In contrast, a substantial number of the MTA root-end fillings were underfilled before loading, the amount of underfilled margin increased significantly after occlusal loading. Other authors have discovered that the outer layer of MTA dissolves in a solution of phosphate-buffered saline, resulting in a loss of half a millimetre of the surface of root-end fillings (Yatsushiro et al . 1998). This finding corresponds with the results of the present study, with 36.3 5.2% of the MTA filling margins being underfilled (Fig. 6) before the loading procedure had taken place. After occlusal loading, the amount of underfilling had increased significantly, but there was no apparent influence on the marginal integrity of the MTA root-end fillings.
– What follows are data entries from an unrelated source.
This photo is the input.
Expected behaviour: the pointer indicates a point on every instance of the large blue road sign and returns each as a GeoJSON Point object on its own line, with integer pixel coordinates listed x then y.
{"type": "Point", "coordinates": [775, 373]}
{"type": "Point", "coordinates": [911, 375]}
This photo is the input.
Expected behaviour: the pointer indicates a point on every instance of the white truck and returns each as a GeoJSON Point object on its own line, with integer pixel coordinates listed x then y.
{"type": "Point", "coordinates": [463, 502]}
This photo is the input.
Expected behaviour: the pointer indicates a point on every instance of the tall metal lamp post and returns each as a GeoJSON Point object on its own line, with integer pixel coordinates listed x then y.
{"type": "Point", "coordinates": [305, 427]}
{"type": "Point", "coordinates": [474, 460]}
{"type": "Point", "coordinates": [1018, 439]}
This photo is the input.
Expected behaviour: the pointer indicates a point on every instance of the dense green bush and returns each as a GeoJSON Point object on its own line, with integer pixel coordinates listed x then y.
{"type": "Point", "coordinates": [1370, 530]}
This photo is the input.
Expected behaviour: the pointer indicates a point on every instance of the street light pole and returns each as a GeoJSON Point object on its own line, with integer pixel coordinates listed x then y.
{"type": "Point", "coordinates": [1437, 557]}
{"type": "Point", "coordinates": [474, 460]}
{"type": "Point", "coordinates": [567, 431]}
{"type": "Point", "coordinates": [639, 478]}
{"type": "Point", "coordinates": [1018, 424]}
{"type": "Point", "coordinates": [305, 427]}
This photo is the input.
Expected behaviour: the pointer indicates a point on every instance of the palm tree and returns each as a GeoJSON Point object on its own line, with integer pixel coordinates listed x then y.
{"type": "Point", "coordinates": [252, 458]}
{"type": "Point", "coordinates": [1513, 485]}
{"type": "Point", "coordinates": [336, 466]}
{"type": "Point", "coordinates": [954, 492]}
Under in vivo conditions, this surface disintegration of the root-end filling material might not take place to such an extent or might be self-limiting. Studies have shown an inductive effect of MTA on cementoblasts, resulting in growth of a complete layer of cementum-like material over the surface of MTA root-end fillings in monkeys as early as 5 months (Torabinejad et al . 1997). Investigations have also shown cell growth of osteoblasts on MTA (Mitchell et al . 1999). This creation of an intimate connection between the filling material MTA and the periodontium may prevent or limit possible loss of material.
The second topic of investigation in the current study was crack formation before and after occlusal loading of the specimens. Other authors have divided microcracks into incomplete or complete canal cracks, intradentine cracks and cemental cracks (Layton et al . 1996). In the current study, only one cemental crack was observed. The distribution of microcracks into complete canal cracks (through and through cracks, Fig. 7), incomplete canal cracks and intradentine cracks (Fig. 8) did not differ significantly.
Mesio-buccal roots were shown to be significantly more susceptible to crack formation than the other root types. A possible explanation is the cross-sectional shape of this root with a deeply fluted indent between the two main canals. As a result, the biconcave middle portion of a mesio-buccal root is potentially overprepared or weakened during root-end preparation and is predisposed to microcracking (Abedi et al . 1995, Frank et al . 1996). With respect to different types of cracks, only four cracks were complete. However, it is not known whether or not the other types of microcracks could eventually become complete cracks or root fractures.